Jakarta –
Kesatuan Mahasiswa Hindu Dharma Indonesia (KMHDI) mengkritik Peraturan Komisi Pemilihan Umum (PKPU) Nomor 10 Tahun 2023 tentang Pemilu Legislatif 2024. PKPU kontroversial tersebut menurutnya menandakan kemunduran demokrasi.
PKPU Nomor 10 Tahun 2023 memuat pasal-pasal kontroversial. Pasal yang paling menonjol adalah soal dihapusnya masa jeda lima tahun bagi mantan terpidana korupsi untuk maju pencalegan. Ini termaktub dalam Pasal 11 ayat 6 pada PKPU tersebut. Ini bertentangan dengan putusan MK No 87/PUU-XX/2022 dan No 12/PUU-XXI/2023.
“Menurut KMHDI, dengan adanya celah tersebut yang diakomodir dalam PKPU 10/2023 adalah kemunduran demokrasi dan menganggap kasus korupsi sebagai hal yang biasa,” kata Ketua Presidium PP KMHDI, I Putu Yoga Saputra, dalam keterangan tertulis, Rabu (31/5/2023).
Seharusnya KPU menyadari keinginan masyarakat Indonesia yang ingin melihat lembaga DPR diisi oleh orang-orang yang bersih dari korupsi sehingga bisa menghasilkan produk-produk legislasi yang terbebas dari praktik-praktik korupsi. Untuk itu KMHDI mendesak para pihak untuk kembali membicarakan revisi terhadap PKPU 10/2023. PKPU tersebut dinilai seperti memberi karpet merah bagi koruptor.
“Jika para terpidana korupsi diperbolehkan untuk mencalonkan diri tanpa harus melewati masa jeda lima tahun, ini akan membahayakan lembaga DPR. Lembaga ini kemudian akan dicitrakan oleh masyarakat sebagai lembaga yang tidak bersih, sarang para koruptor sehingga berimplikasi pada citra DPR yang sebetulnya sudah turun akan makin turun,” terangnya.
Ada lagi pasal kontroversial di PKPU itu yakni pembulatan ke bawah dari syarat keterwakilan perempuan sebesar 30% (bila pecahan desimal kurang dari 0,5). Ini ada di Pasal 8 ayat 2 PKPU tersebut.
“Hadirnya Pasal 8 ayat (2) PKPU 10/2023 jelas bertentangan dengan peraturan yang ada di atasnya, yaitu UU No. 7 Tahun 2017 tentang Pemilihan Umum sebagai payung hukum dari peraturan turunan dalam penyelenggaraan Pemilu di Indonesia. Namun sangat disayangkan semangat untuk menghadirkan perempuan lebih banyak di parlemen dipatahkan oleh regulator itu sendiri,” kata I Putu Yoga Saputra.

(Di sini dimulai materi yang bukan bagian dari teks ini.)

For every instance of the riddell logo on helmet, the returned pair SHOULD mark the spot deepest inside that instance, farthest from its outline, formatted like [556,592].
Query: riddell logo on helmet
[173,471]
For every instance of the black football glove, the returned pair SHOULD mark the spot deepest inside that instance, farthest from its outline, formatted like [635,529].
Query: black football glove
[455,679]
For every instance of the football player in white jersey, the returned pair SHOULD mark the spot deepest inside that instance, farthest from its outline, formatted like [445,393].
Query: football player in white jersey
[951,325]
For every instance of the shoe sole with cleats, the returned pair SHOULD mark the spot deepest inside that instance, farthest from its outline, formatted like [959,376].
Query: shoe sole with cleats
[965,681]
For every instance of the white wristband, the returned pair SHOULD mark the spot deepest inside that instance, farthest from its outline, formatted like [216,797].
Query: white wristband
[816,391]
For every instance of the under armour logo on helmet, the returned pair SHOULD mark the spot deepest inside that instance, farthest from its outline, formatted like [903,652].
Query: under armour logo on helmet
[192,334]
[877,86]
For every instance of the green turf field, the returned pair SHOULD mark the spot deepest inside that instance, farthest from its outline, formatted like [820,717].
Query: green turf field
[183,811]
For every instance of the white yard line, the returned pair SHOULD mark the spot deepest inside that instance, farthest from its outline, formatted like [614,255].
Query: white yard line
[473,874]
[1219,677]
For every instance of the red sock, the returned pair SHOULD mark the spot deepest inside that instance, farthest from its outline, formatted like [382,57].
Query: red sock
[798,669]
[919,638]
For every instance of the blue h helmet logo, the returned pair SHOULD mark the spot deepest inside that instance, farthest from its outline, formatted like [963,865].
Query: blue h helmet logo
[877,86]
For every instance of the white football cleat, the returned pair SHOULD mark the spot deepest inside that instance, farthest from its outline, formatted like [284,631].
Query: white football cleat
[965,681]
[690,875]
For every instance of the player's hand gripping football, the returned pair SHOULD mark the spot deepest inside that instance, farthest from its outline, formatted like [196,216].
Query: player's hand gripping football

KMHDI menyayangkan sikap KPU yang tidak mendorong perubahan PKPU itu setelah rapat dengan Komisi II DPR hingga Kemendagri di Parlemen, 17 Mei lalu. Maka, KMHDI sebagai komponen pemantau pemilu mendorong agar ada langkah hukum ke Mahkamah Agung (MA).
“KMHDI sebagai organisasi yang juga terdaftar sebagai Pemantau Pemilu pun mendorong agar PKPU 10/2023 dilakukan pengujian ke Mahkamah Agung, mengingat dalam RDP oleh Komisi II DPR, Bawaslu, KPU, DKPP, dan Kemendagri sepakat tidak melakukan perubahan terhadap peraturan tersebut,” kata KMHDI.